A CICERONIAN LAWYER'S MUSINGS ON LAW, PHILOSOPHY, CURRENT AFFAIRS, LITERATURE, HISTORY AND LIVING LIFE SECUNDUM NATURAM
Thursday, August 25, 2022
A Plea for a Science of Asininity
Thursday, August 18, 2022
Why Be Serious?
I was glancing through the headlines of articles in the online versions of two ostensibly serious and thoughtful news/political/cultural related magazines, on different sides of the spectrum, The New Republic and The National Review, and found myself wondering whether they or similar journals are read anymore, and if so by whom?
It may be a mere suspicion, but I think fewer and fewer people read them. One of the reasons for this, I believe, is that some effort is required to read them. We're lazy intellectually, and when simple, agreeable or disagreeable, opinions are available without effort on our part, why seek out any other? Particularly when we may respond to them instantaneously if we wish in a similarly simple fashion, why look for an opinion we might have to think about while reading it or responding to it? Why, indeed, read at all? There are people who talk incessantly about everything available to be heard and seen 24 hours a day.
Another reason we may avoid reading them is that we're sick of pundits, a reason I can understand. Yet another is that we think ourselves quite capable of coming to our own conclusions and forming our own opinions, and don't need anyone to express them for us; not anymore. We can, and do, express them in the vast universe of the Internet whenever we have access to a keyboard, or can establish a podcast.
It's difficult to be serious--to give anything serious consideration. It's particularly difficult to give opposing opinions serious consideration. It's even more difficult to think. Seriousness is a burden, and one we can do without; one we may always have wanted to do without. Now we can because we need not listen to anyone else for any reason to have confirmation of what we think we already know or is desirable or right, or evil or wrong. We need not seek answers or information. We know that we're correct because there are so many like us and we may find them and revel in our sameness and ignorance shared by so many throughout the world.

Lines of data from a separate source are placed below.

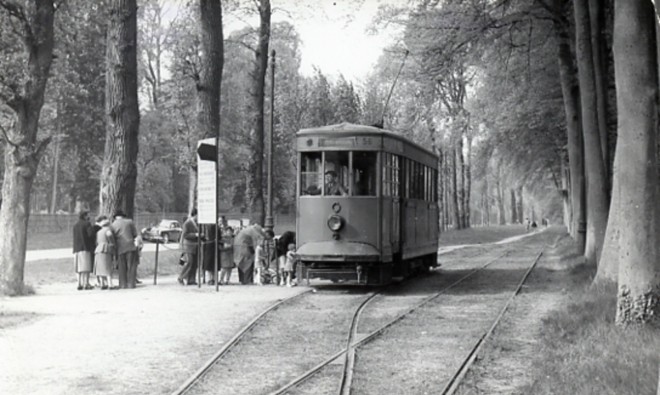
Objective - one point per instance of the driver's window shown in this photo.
(364, 173)
(335, 173)
(311, 176)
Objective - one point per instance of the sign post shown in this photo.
(206, 181)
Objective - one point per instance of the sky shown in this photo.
(334, 34)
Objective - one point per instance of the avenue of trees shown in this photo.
(536, 109)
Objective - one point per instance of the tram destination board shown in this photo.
(206, 186)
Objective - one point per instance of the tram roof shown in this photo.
(346, 129)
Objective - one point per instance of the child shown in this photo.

Certainly there's no need to be taught anything. The Internet is the great leveler. It's not necessary to be intelligent, or rich, or powerful, or influential, or widely-read or educated to be "published" or become immortal, to be available if not looked-for, as anyone can achieve these things, to cause concern or disturb or enlighten others. There's nothing special about them anymore. More and more, there's nothing special about anyone or anything.
Simply put, there's no reason to take thought, or speech, or opinion, seriously, and many reasons not to do so. Other things may be serious; for example, money or the lack of it, or death, or good food, good health, comfort and ease. Material things, in other words, as they're commonly called. They're not readily available, and not even our ability to project ourselves into the immateriality of the Internet will satisfy our need for them.
Monday, August 8, 2022
Nothing to Say
Mr. Ed, pictured above playing chess with his companion Wilbur, is famous for never speaking unless he has something to say. I emulate him, in this blog and otherwise, and so have not posted for some time. I find that I have nothing to say, here, at this time.

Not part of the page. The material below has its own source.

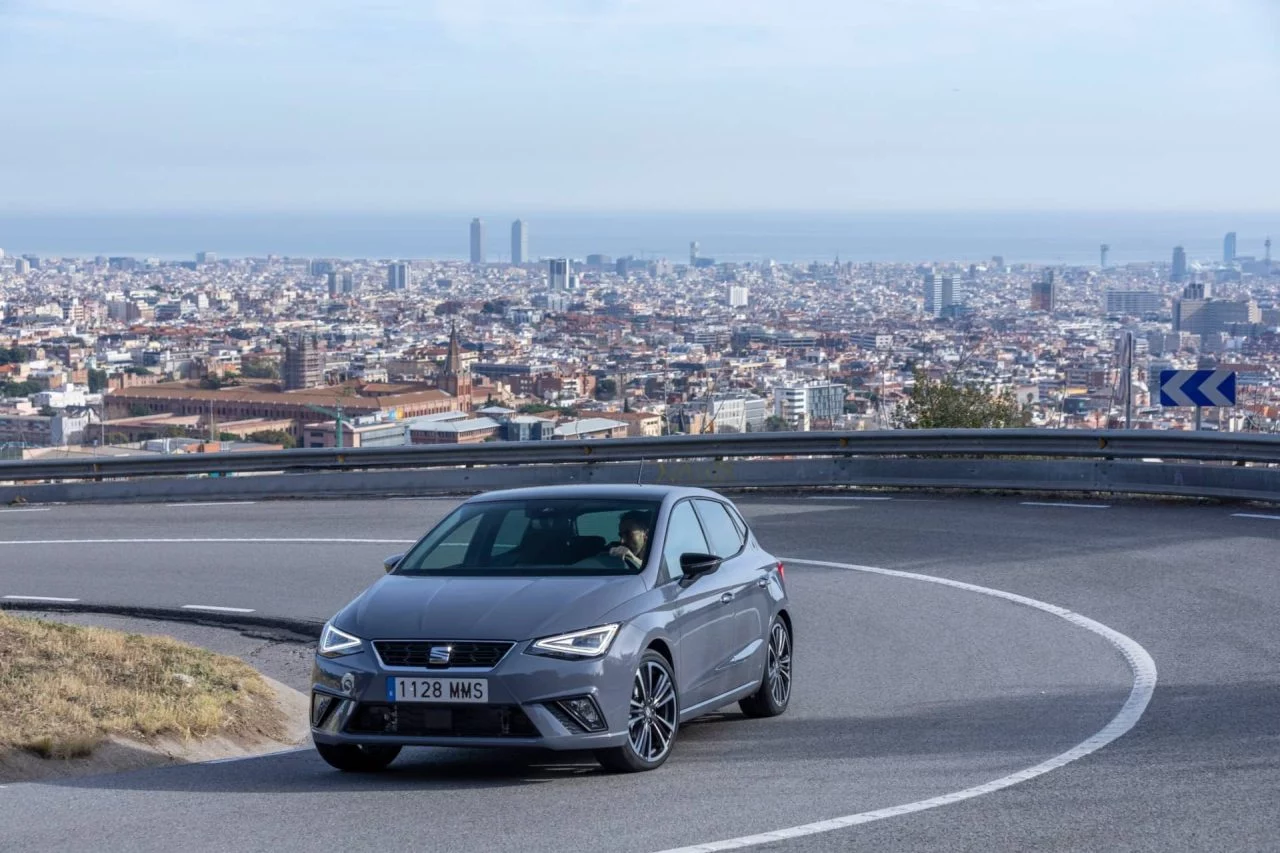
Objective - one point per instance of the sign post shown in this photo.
(1197, 388)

This is because I know of nothing worth blogging about. I've tried to find something that piques my interest or my ire, but have been unsuccessful. What more is there to be said about the venality and stupidity of our politicians, their tolerance of a fatuous and corrupt con man, their willingness to exploit bigotry and ignorance, their hypocrisy, their sanctimony? What more is there to be said about our national fetish for guns? What more is there to be said of the narrowness and meanness of our jurists? How often can one lament the fundamentally cruel and intolerant fundamentalism of the Christianity popular in our Great Republic? The remarkable propensity of people to believe anything they encounter on the Internet they find satisfying or disturbing is certainly remarkable, but even that aversion to critical thinking, which seems omnipresent in these times, has become nothing to remark about.

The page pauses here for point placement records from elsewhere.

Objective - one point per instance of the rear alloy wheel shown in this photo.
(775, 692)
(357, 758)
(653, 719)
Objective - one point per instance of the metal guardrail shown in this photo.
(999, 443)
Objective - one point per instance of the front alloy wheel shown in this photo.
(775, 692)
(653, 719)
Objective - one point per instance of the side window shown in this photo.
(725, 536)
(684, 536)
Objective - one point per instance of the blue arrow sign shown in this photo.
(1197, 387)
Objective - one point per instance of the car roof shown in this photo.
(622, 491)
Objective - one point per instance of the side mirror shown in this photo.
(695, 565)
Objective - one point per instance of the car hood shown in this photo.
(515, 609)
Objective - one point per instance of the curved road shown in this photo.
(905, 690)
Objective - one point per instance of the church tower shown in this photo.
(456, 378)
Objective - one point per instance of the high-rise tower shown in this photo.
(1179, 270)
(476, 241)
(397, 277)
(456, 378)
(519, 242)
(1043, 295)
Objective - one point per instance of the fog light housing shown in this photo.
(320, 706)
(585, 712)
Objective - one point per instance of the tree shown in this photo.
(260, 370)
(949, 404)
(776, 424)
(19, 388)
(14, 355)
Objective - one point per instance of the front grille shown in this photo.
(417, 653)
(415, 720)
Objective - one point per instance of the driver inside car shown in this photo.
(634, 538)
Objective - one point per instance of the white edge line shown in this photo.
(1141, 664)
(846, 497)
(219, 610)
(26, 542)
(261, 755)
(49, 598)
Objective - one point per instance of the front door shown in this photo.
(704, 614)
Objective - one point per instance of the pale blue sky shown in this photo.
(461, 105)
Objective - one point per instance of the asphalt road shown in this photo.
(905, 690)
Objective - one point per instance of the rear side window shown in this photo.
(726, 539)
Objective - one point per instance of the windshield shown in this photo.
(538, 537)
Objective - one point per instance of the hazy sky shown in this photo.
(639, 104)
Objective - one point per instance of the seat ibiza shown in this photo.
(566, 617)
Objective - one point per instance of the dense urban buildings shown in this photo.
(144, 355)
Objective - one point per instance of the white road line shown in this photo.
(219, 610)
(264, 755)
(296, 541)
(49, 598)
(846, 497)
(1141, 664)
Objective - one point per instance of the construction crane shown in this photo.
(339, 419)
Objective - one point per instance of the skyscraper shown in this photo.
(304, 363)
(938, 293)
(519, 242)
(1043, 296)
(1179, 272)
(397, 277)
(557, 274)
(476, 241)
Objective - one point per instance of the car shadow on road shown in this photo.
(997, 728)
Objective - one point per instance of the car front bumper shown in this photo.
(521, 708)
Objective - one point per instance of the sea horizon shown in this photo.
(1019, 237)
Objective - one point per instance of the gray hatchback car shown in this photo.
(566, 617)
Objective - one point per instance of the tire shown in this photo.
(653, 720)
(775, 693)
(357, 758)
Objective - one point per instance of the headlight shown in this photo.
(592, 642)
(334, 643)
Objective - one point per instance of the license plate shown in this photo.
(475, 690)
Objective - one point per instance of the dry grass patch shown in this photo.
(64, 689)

These and other aspects of our society have become familiar. They're commonplace. They're to be expected, in fact. What, indeed, would we be without them? We wouldn't exist. What we see and hear and read in our media (including social media) is sad, even contemptible, but dull. It's impossible even to be outraged any longer. Only the professionally outraged express outrage, and that also has become a part of the background noise that is our culture.
There are dangers involved in the expectation of stupidity and corruption, of course, and to their acceptance as normal. Perhaps Dante should have devoted one of the Circles of Hell to the sin of Acceptance. We saw enough of acceptance and indifference in the face of cruelty and the corrupt in the 20th century to cause us concern. If we accept what we have, and treat it as inevitable, than we'll continue to have it.
In chess a player will resign when defeat is certain. An aspiring Stoic shouldn't resign, though, as long as it's possible to be virtuous. Perhaps virtue includes saying what's already been said. So, not time to resign quite yet.